A 58-Addition, Rank-23 Scheme for General 3x3 Matrix Multiplication
A. I. Perminov
2025-12-29
Summary
This paper introduces a faster and more efficient way to multiply 3x3 matrices, which are arrangements of numbers in rows and columns, especially when dealing with more complex mathematical systems than simple numbers.
What's the problem?
Multiplying matrices is a fundamental operation in many areas of math and computer science, but it can be computationally expensive, meaning it takes a lot of processing power. Existing methods for multiplying 3x3 matrices involved a certain number of individual addition steps, and researchers were trying to find a way to reduce that number to make the process faster.
What's the solution?
The researchers developed a new algorithm, a set of instructions for performing the matrix multiplication, that requires fewer addition steps than previous methods.

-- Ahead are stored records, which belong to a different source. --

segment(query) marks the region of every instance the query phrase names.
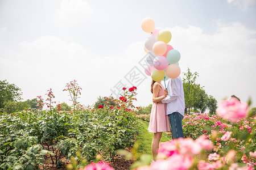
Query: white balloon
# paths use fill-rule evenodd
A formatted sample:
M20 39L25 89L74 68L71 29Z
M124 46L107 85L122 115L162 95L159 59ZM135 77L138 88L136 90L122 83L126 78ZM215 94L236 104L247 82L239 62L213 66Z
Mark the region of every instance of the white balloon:
M158 40L153 36L151 36L146 39L145 47L148 50L151 51L153 50L153 45Z
M153 65L153 62L155 58L156 57L156 55L155 54L155 53L152 52L149 52L147 54L147 56L146 58L146 61L148 63L149 63L150 65Z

They used a computer program to automatically search for the best possible arrangement of operations, ultimately finding a method that uses only 58 additions, which is an improvement over the previous best of 60. This new method also cleverly uses only the numbers -1, 0, and 1, making it work well in a variety of mathematical situations.
Why it matters?
Reducing the number of operations needed for matrix multiplication can have a significant impact on performance in many applications, such as computer graphics, scientific simulations, and machine learning. Even a small reduction in the number of additions can lead to faster processing times and more efficient use of computing resources. This new algorithm provides a more efficient and versatile method for matrix multiplication.
Abstract
This paper presents a new state-of-the-art algorithm for exact 3times3 matrix multiplication over general non-commutative rings, achieving a rank-23 scheme with only 58 scalar additions. This improves the previous best additive complexity of 60 additions without a change of basis. The result was discovered through an automated search combining ternary-restricted flip-graph exploration with greedy intersection reduction for common subexpression elimination. The resulting scheme uses only coefficients from {-1, 0, 1}, ensuring both efficiency and portability across arbitrary fields. The total scalar operation count is reduced from 83 to 81.